L'opposition syrienne était sans chef depuis la démission d'Ahmed Moaz Al-Khatib, dimanche 21 avril. Mais le Conseil national syrien (CNS), principale composante de la Coalition qui regroupe la majorité des opposants à Bachar Al-Assad, a désigné, dès lundi, un nouveau chef par intérim. "George Sabra a été chargé du poste de président de la Coalition jusqu'à l'élection du nouveau président", indique le CNS dans un communiqué. La prochaine élection du chef de la coalition, qui se tient tous les six mois selon le règlement intérieur, aura lieu le 10 ou le 11 mai.

George Sabra, chrétien de 66 ans, aura la difficile tâche de faire taire les querelles intestines de l'opposition, au moment où le régime marque des points sur le terrain.
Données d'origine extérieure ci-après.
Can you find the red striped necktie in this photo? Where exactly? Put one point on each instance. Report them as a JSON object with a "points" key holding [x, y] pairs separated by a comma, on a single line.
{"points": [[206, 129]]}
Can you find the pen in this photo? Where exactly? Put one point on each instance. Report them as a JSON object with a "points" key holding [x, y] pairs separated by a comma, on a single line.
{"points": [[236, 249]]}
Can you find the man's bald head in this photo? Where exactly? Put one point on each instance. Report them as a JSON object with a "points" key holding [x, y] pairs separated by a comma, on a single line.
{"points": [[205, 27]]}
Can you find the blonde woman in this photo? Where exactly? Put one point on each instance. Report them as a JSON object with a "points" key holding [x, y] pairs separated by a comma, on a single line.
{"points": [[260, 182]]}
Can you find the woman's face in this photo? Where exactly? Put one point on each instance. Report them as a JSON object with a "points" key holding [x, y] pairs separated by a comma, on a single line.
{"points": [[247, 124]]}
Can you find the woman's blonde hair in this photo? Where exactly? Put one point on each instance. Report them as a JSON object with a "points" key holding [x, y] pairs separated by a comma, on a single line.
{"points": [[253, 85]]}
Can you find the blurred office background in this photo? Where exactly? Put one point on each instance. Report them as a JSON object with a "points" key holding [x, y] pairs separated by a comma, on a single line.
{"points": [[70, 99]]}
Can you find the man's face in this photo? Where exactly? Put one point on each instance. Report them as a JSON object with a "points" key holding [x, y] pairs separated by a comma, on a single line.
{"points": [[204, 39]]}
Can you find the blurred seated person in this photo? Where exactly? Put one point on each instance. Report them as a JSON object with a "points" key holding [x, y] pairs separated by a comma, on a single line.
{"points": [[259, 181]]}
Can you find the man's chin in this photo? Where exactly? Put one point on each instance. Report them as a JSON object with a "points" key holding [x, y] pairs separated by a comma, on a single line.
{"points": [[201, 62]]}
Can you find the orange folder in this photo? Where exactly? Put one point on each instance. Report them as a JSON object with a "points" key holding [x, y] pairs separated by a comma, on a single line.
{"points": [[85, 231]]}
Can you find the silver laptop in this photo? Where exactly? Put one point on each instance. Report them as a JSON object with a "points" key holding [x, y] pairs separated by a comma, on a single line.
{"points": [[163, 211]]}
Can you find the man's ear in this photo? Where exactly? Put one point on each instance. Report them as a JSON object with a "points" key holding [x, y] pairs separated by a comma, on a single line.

Officiellement, la démission d'Ahmed Moaz Al-Khatib a pour but de dénoncer l'inaction de la communauté internationale face au bain de sang qui a fait plus de 70 000 morts en Syrie depuis mars 2011, selon l'ONU.

Malgré les signes de soutien – notamment le doublement de l'aide américaine non létale annoncé lors de la réunion du groupe des "Amis de la Syrie", samedi à Istanbul (Turquie) –, les adversaires du président Bachar Al-Assad ont été déçus par le refus persistant des Occidentaux de fournir des armes sur le terrain. Dans le même temps, Moscou continue d'armer le régime, Téhéran lui fournit une importante aide économique et les combattants du Hezbollah libanais mèneraient la bataille dans des régions clés de la Syrie.

"L'opposition n'a pas de stratégie politique"

Fort de ce soutien et des progrès de l'armée sur le terrain, le président Assad s'est attaqué récemment à l'opposition, essentiellement basée à l'étranger, doutant de son patriotisme et minimisant son appui populaire. Yezid Sayigh, analyste auprès du Centre Carnegie pour le Moyen-Orient, estime que "l'opposition n'a pas élaboré de stratégie politique pour faire tomber le régime et n'a pas non plus assuré une administration efficace des zones libérées avec des services de base et la sécurité"

En outre, la rivalité entre l'Arabie saoudite et le Qatar, principaux soutiens de l'opposition, continue de peser sur sa fragile unité, estiment les analystes."Tout processus de reconstruction de l'opposition implique nécessairement une réconciliation entre l'Arabie saoudite et le Qatar", affirme Thomas Pierret, maître de conférences à l'université d'Edimbourg, en Ecosse. En attendant cet hypothétique rapprochement, "l'important est que la Coalition puisse construire une relation solide avec l'Armée syrienne libre (ASL)", principale composante de la rébellion, poursuit le chercheur. "L'avenir de la Coalition est sans doute de devenir, dans une large mesure, la représentation politique de l'ASL."